Vie lycéenne : ne pas se payer de mots

La ministre déléguée à la Réussite éducative souhaite développer l’engagement
lycéen. Des mesures sont nécessaires.

George Pau-Langevin annonçait en mai une
sensibilisation à l’engagement lycéen et
installait la commission de consultation pour
l’acte 2 de la vie lycéenne : « ni coquille vide ni
exercice mené exclusivement rue de Grenelle, elle
doit se faire dans les établissements »
.

La circulaire(1) sur les semaines de l’engagement
lycéen constate la trop faible reconnaissance du
rôle des instances par les adultes, l’information
insuffisante des élèves sur les droits dont ils
disposent pour participer à la vie de leur établissement,
le taux encore trop faible pour l’élection
des CVL (47% au niveau national), la stagnation
du développement des Maisons des
lycéens.

FORMATION OBLIGATOIRE EN OCTOBRE !

La circulaire préconise pour toutes les classes
une formation spécifique aux droits et devoirs
dans l’établissement, aux instances et enjeux de
la vie lycéenne.

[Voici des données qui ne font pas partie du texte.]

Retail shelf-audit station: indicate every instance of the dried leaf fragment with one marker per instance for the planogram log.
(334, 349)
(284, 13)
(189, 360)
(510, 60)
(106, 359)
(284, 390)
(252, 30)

Les équipes pédagogiques et
éducatives sont responsables de cette formation
obligatoire de deux heures. L’opération est censée
s’achever à la fin de la 7e semaine avec le
renouvellement partiel des CVL sans que le dispositif
ne soit plus explicite : sur quels créneaux
(ECJS, heure de vie de classe) et par qui ?

Des ressources pédagogiques en ligne et un
guide de mobilisation à l’usage des élèves
devraient être en ligne (introuvables à cette
date). Les initiatives des élèves portant sur des
questions citoyennes, débats, forums, rencontres
associatives et divers événements par les CVL et
les MDL pourront aussi être encouragées.

RENOUVEAU DÉMOCRATIQUE

La place des élèves dans la communauté
éducative s’est construite avec les foyers socio-éducatifs (1961) et les délégués de classe (septembre
1968), puis à chaque mouvement
lycéen. Les textes se sont étoffés, donnant plus
de marge d’initiatives, plus de rôle à leurs élus.
Pourtant, cette revendication des syndicats
lycéens demeure.

Les mesures, tels les référents « vie lycéenne »,
l’abaissement de la majorité associative à 16 ans,
le renforcement du rôle des CVL, ne seront efficaces
que si elles s’articulent avec la prise en
considération du point de vue des élèves et de
leurs projets. Au coeur de ces problématiques,
les CPE jouent un rôle essentiel. Lors de la
consultation ministérielle, le SNES et la FSU ont
fait des propositions pour que les instances
lycéennes contribuent à un renouveau démocratique
du système. Dans les CVL comme aux
CA, les personnels ne sauraient en être tenus à
l’écart.

Valérie Héraut

(1) Circulaire n° 2013-117 du 29-7-2013, BO n° 31 du 29 août.